Thermal saturation of the rear tyres meant that the soft and medium tyres were losing around 0.2s of performance per lap, with even the hards losing around 0.1s.
Each car is allocated 13 sets of tyres for the weekend, two sets of hard, three mediums and eight soft. All the Red Bull and Ferrari drivers used a set of hards in FP1. McLaren and Mercedes did not. There was nothing particularly pre-meditated in the order in which they’d chosen to run their tyres, but it came to have a profound tactical impact.
What you’d done with tyres in FP1 determined how you reacted to the new two-stop reality. It all meant that by the end of qualifying Verstappen had only one set of hards and three mediums. The McLaren and Mercedes drivers had a more advantageous two hards and one medium. The Ferrari drivers (and Sergio Perez at Red Bull) had one hard and two mediums.
A useful indicator of how much better the hard was over a race stint than the medium can be gained by comparing Norris’s first two stints with those of Ferrari’s Charles Leclerc.
They both started on the medium and ran a first stint of 17 laps. They were separated by just 2.2s at the end of those 17 laps, meaning Norris had averaged just 0.1375s per lap faster when on the same tyre.
But Leclerc was then obliged to run his second stint on another set of mediums while Norris was able to get onto the more durable hards, which allowed him to push harder. In the next 17 laps of their second stints, Norris pulled out just over 10s on Leclerc, for an average of 0.588s per lap faster.
The tyre behaviour also had an impact on the competitive order on race day.
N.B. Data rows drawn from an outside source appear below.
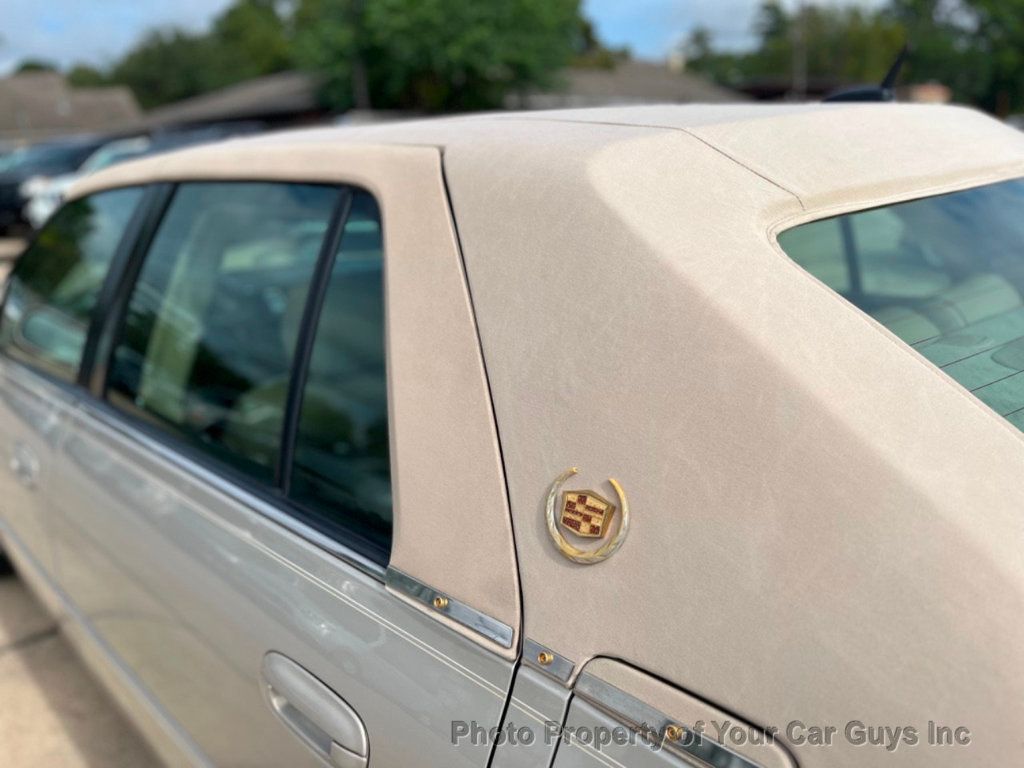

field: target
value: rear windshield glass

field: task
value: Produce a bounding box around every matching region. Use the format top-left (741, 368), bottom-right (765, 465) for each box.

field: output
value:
top-left (778, 179), bottom-right (1024, 436)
Drivers had to manage the pace, especially through the Esses (where the tyres get no respite for over 20 seconds) to preserve their rubber. The greater the inherent pace of the car, the more the driver could back off for the sake of the tyres.
The Ferrari, which invariably has greater tyre degradation than the Mercedes, was inherently faster around Suzuka, so that usual degradation comparison between those cars did not play out.
Leclerc was able to run untroubled by the Mercedes cars of Lewis Hamilton and George Russell throughout and, even though Hamilton managed to undercut past Carlos Sainz, the Ferrari was able to come back at him in the race’s late stages.
In a further strategic complication, Russell managed to pull off a one-stop strategy. By heavily managing his pace in his second stint, he got the hard to go a full 29 laps. Mercedes chose to do this partly to separate its two drivers, as Hamilton and Russell had diced furiously wheel-to-wheel in part of the first stint.
But it was also because Russell had no undercut threat from behind forcing him to come in for his first stop so could run for as long as his starting set of mediums would last. This allowed him to make that first stop late enough (eight laps later than Hamilton) that he could shorten the required second stint length.
The degradation rate was too high to allow Russell’s one-stop strategy to beat the two-stoppers and in the race’s late stages he was being caught by Hamilton and Sainz, both on much newer tyres. Mercedes was faced with a dilemma of whether to have Hamilton use DRS from Russell to protect his team mate from Sainz and then swap around at the end, so still allowing Hamilton’s better strategy to play out.
The alternative was to have Russell allow Hamilton past, with Hamilton then giving Russell his DRS to help keep Sainz behind. They chose the latter as the less risky option, with Hamilton going through.
“They are using my trick against me,” said Sainz in reference to his Singapore tactic of having given Lando Norris his DRS to use the McLaren as a buffer in keeping the newer-tyred Mercedes off his back. But here Sainz was able to pick off Russell before he was able to benefit from Hamilton’s DRS.
All this was put in place by the unexpected pattern of tyre behaviour.